Es gibt auch Personen, die ich so gar nicht mochte, aber da werde ich sicher nie die einzige sein. Typische Gegner der lieben Helden eben ;P.


Die Schreibweise


Locker, leicht, voller Witz und Ironie.
Das Lesen machte Spaß, wirklich großen Spaß. Spencer denkt so oft mit seinen unteren Körperteil, aber da er sich ebenso häufig selbst damit veräppelt wirkt es nicht obszön, sondern man lacht darüber. Es ist komisch, aber er schafft es, dass man ihn mit seinen Gedanken mag, auch wenn er im Buch ziemlich Triebgesteuert und oft auch als Mistkerl rüberkommt.

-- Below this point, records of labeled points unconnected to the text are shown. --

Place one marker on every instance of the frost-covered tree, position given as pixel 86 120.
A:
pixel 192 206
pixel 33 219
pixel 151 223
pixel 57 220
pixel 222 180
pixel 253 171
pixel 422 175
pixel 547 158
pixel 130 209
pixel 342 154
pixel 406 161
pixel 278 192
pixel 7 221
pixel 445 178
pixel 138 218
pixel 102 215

Lauren Blakely hat den Drahtseilakt zwischen Übertrieben und zu soft perfekt überwunden!

Ein etwas anderer New Adult Roman mit sehr viel Witz, Gefühl und Erotik.
Ich mochte die Charaktere, liebte die humorvolle Schreibweise und genoss den Weg zu Spencers Glück.
Nun bin ich total auf Nicks Geschichte gespannt, die – zum Glück – auch übersetzt, nur eben erst Februar 2018 wird. Dass es. Meine Vorfreude ist riesig!
„Big Rock – Sieben Tage gehörst du mir“ bekommt von mir 4 von 5 Federn, da es wirklich toll zu lesen war, aber mir die ganzen Bettaktivitäten, als es so weit war, einfach too much war.


Ich möchte mich ganz herzlich beim Harper Collins Bloggerportal für die Bereitstellung des Rezensionsexemplares bedanken!